German light-sport aircraft

The Flight Design MC (Metal Concept) is a German light-sport aircraft, designed and produced by Flight Design, introduced at AirVenture in 2008. The aircraft is supplied as a complete ready-to-fly-aircraft.

==Design and development==
The MC design was based on the general shape of the CT series, but rendered in metal and with a strut-braced wing, in place of the CT series' composite construction and cantilever wing. The design goal was to provide a more robust design, primarily for flight school use. The resulting MC has a lower cruise speed as well as less payload and range than the comparable Flight Design CTLW.

The MC was designed to comply with US light-sport aircraft rules. It features a strut-braced high-wing, a two-seats-in-side-by-side configuration enclosed cockpit, fixed tricycle landing gear and a single engine in tractor configuration.

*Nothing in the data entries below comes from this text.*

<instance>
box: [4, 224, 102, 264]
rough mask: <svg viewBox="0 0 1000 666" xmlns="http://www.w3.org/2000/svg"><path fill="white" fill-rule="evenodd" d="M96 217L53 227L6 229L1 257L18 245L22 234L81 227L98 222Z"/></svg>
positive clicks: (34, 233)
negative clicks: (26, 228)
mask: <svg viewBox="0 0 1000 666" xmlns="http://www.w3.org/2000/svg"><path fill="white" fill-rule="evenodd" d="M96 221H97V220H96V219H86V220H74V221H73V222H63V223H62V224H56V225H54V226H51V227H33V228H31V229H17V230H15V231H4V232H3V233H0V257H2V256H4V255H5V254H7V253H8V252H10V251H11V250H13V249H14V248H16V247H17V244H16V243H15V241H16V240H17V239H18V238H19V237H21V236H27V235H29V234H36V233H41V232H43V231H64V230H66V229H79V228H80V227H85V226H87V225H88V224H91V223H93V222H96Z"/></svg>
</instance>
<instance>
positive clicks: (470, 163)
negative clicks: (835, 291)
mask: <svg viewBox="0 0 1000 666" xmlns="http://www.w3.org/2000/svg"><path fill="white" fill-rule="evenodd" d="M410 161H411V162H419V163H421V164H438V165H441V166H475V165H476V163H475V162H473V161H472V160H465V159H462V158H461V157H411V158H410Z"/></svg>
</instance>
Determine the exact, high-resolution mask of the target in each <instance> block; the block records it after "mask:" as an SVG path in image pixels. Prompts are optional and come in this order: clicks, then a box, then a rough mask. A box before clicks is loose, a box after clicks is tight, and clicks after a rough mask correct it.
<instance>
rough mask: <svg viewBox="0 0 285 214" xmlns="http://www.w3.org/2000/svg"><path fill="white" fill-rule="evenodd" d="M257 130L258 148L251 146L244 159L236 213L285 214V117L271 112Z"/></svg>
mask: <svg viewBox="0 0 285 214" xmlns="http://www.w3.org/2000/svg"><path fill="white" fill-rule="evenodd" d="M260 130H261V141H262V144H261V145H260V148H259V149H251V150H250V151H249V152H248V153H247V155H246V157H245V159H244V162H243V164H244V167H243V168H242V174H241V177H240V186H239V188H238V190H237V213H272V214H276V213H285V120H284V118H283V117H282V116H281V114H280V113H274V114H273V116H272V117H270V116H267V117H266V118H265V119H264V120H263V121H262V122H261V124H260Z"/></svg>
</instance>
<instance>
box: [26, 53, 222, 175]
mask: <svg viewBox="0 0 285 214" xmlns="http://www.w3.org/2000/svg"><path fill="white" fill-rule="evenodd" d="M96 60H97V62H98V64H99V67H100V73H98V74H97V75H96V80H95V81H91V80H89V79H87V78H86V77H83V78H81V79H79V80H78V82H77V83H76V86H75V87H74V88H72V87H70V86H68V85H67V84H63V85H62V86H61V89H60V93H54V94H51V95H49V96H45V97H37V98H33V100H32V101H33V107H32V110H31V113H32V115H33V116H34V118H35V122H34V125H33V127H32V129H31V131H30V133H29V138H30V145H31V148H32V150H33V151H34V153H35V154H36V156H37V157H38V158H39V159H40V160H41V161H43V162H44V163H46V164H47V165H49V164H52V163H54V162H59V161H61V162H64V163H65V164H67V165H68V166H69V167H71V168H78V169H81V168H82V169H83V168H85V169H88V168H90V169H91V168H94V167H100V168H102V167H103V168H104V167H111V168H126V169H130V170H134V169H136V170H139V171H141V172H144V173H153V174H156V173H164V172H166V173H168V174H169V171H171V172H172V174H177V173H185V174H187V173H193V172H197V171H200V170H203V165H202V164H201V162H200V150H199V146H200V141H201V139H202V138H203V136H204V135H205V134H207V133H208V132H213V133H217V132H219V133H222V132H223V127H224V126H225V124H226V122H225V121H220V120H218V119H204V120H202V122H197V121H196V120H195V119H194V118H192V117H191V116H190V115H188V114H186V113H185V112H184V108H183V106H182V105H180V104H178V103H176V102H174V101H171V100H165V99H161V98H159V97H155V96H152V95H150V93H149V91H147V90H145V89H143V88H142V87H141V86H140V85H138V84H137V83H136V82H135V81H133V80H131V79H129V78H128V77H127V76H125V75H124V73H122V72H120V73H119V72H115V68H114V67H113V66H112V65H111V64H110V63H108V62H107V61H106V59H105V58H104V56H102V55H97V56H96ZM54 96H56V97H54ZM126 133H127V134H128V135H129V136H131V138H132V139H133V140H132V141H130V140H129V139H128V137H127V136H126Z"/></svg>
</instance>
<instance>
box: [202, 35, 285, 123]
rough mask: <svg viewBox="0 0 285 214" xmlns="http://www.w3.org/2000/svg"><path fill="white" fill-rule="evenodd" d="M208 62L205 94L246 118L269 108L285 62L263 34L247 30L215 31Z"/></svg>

The MC's structure is totally different from the CT series. Aircraft fuselage is made from welded steel tubing forming a safety cage around the cockpit, with crumple zones built in. The wings and tail are predominantly aluminum sheet. Its 9.5 m has an area of 11.3 m2 and flaps. The landing gear legs are composite and are adapted from the CTLS. To simplify fuel management the wing fuel tanks all feed via a single lever fuel supply system. A ballistic parachute is standard equipment. Standard engines available are the 80 hp Rotax 912UL and the 100 hp Rotax 912ULS and Rotax 912iS four-stroke powerplants.

==Variants==
- MCi
Version with the Rotax 912iS 100 hp engine.